Citrus Thumbprints with Rose Hip Jam
*Makes 3 dozenIngredients:
2 sticks salted butter, softened
2/3 cup sugar, plus more for rolling
2 egg yolks
1 teaspoon vanilla
1 teaspoon citrus zest (I used tangerine-yum!)
2 cups flour
1/2 cup Rose Hip jam
-Preheat oven to 350 degrees and prepare baking sheets with parchment or silpats.
-Cream together the butter and sugar.
-Add the egg yolks, vanilla, and tangerine zest and blend until combined.
-Add in the flour gradually and mix until just combined.
-Finish the dough by hand and form into a ball.
-Using a heaping tablespoonful of dough for each cookie, roll into a ball and coat with granulated sugar. (The ball should be about the size of a doughnut hole)

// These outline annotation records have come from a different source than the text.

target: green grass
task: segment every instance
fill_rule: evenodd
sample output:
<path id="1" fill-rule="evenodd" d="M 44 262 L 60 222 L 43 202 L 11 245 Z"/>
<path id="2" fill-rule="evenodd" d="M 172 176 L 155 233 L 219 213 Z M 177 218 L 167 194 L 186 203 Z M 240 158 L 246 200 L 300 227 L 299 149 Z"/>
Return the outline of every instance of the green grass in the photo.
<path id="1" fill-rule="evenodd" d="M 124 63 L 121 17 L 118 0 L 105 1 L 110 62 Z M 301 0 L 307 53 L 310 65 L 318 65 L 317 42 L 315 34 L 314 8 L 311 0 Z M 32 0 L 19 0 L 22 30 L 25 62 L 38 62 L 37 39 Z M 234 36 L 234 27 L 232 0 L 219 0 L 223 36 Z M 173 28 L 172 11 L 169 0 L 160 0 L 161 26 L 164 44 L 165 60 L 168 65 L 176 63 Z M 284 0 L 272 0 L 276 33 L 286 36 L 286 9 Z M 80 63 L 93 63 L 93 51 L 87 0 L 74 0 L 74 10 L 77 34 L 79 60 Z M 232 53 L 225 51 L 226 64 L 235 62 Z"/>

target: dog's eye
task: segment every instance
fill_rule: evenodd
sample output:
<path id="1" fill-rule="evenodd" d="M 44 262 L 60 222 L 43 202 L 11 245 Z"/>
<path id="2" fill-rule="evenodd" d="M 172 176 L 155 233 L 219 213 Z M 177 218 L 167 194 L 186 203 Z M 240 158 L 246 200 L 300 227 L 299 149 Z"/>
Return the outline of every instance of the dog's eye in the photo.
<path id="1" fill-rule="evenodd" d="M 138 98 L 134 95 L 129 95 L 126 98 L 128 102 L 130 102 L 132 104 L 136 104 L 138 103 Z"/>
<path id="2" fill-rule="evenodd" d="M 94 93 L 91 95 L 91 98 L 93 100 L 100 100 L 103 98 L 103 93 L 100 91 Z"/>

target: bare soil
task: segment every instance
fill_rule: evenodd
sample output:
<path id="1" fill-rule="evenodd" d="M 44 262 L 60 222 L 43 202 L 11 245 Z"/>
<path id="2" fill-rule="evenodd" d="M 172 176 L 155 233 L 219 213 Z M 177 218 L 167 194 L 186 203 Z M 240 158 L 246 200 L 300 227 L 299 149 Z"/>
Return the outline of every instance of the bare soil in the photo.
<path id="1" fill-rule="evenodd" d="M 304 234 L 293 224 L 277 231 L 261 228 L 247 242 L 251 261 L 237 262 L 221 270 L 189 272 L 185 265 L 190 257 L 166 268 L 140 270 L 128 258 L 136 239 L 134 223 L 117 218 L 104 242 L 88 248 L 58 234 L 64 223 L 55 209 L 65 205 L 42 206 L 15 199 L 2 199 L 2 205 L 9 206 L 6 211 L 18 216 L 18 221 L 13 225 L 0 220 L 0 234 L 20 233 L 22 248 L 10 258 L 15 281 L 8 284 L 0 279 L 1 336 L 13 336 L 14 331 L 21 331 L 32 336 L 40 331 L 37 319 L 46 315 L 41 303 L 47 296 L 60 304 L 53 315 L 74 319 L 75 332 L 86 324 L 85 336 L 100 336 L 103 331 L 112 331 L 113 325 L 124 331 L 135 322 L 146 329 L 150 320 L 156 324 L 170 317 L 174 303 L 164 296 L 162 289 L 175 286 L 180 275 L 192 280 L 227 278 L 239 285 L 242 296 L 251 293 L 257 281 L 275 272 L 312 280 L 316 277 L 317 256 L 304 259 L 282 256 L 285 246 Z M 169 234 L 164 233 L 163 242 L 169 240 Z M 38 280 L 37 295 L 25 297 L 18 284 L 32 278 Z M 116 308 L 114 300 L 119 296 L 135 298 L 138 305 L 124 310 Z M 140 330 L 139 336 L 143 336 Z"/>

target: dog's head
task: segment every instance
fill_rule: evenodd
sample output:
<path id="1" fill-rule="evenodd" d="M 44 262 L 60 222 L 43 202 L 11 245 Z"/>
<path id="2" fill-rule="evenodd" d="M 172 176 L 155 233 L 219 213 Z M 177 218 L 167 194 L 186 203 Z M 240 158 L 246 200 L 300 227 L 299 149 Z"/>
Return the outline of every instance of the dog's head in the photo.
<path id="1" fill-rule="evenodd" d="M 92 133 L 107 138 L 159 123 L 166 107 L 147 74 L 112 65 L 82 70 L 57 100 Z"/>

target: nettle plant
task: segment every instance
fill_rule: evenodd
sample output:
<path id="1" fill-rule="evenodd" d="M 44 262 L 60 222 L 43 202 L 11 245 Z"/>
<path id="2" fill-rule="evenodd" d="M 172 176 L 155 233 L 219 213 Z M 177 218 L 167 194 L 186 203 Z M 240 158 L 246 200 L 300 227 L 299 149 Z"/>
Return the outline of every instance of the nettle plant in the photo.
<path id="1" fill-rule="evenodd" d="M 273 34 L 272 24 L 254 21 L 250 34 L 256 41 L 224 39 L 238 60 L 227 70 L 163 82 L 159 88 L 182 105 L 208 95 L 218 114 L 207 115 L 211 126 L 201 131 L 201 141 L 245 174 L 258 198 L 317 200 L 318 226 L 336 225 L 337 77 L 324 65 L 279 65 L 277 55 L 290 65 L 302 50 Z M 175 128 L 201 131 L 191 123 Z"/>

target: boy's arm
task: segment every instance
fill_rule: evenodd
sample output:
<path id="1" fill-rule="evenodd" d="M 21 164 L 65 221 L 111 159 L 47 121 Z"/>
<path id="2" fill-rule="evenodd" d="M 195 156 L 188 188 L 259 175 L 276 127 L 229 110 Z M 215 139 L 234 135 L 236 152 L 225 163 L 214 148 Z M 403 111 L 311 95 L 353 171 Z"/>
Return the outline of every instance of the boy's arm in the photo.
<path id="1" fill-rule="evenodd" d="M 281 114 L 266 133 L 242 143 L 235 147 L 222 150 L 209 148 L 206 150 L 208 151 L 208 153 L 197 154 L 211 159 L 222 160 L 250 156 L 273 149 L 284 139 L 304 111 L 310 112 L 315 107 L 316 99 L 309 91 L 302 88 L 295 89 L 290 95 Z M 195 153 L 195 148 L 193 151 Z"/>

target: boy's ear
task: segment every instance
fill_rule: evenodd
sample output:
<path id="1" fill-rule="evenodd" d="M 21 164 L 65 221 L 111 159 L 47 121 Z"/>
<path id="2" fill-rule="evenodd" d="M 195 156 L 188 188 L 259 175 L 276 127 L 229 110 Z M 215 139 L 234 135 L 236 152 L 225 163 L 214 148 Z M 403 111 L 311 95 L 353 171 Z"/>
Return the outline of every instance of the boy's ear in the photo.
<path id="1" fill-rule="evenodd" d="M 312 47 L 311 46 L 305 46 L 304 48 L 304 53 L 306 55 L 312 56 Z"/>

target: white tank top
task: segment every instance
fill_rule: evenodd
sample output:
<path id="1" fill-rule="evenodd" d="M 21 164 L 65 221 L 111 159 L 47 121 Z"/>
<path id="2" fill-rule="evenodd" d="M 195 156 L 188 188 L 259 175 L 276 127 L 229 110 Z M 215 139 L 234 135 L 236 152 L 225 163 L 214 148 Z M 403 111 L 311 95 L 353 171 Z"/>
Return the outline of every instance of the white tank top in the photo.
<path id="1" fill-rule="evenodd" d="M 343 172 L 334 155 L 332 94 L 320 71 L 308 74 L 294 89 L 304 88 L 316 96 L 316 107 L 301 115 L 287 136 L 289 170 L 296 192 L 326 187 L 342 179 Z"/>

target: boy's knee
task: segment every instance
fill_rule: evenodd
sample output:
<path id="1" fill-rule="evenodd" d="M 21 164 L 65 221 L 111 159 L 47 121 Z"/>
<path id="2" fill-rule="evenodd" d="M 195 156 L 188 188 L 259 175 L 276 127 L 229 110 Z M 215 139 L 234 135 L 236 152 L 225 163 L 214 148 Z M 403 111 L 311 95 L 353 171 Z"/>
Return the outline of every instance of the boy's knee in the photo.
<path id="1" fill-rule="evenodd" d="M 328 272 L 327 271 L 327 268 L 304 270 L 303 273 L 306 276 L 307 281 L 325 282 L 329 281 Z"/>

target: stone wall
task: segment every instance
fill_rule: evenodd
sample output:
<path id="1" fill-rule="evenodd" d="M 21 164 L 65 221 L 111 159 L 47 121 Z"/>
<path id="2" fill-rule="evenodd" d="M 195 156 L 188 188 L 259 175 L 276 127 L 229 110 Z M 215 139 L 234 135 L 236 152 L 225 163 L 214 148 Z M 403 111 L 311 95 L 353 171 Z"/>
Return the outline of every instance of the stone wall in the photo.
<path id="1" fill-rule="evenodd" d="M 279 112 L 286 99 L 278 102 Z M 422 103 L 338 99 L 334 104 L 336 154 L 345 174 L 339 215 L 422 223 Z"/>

-Place on cookie sheets about an inch apart and flatten lightly while making an indentation in the middle with your finger.
-Fill indentation with the rose hip jam, careful not to overfill.
-Bake for 18-20 minutes, until light golden brown.
-Allow cookies to cool on pans before transferring to an airtight container.
Chocolate Raspberry Thumbprints- These were our number 2 choice, mainly because we thought they'd be much better with raspberry instead of rose hip jam. Omit the citrus zest. Reduce flour to 1 2/3 cups. Sift 1/3 cup unsweetened cocoa powder with flour before adding to creamed butter mixture. Swap rose hip jam for raspberry. Follow same baking directions. When cool, dizzle with melted chocolate and allow chocolate to cool before serving.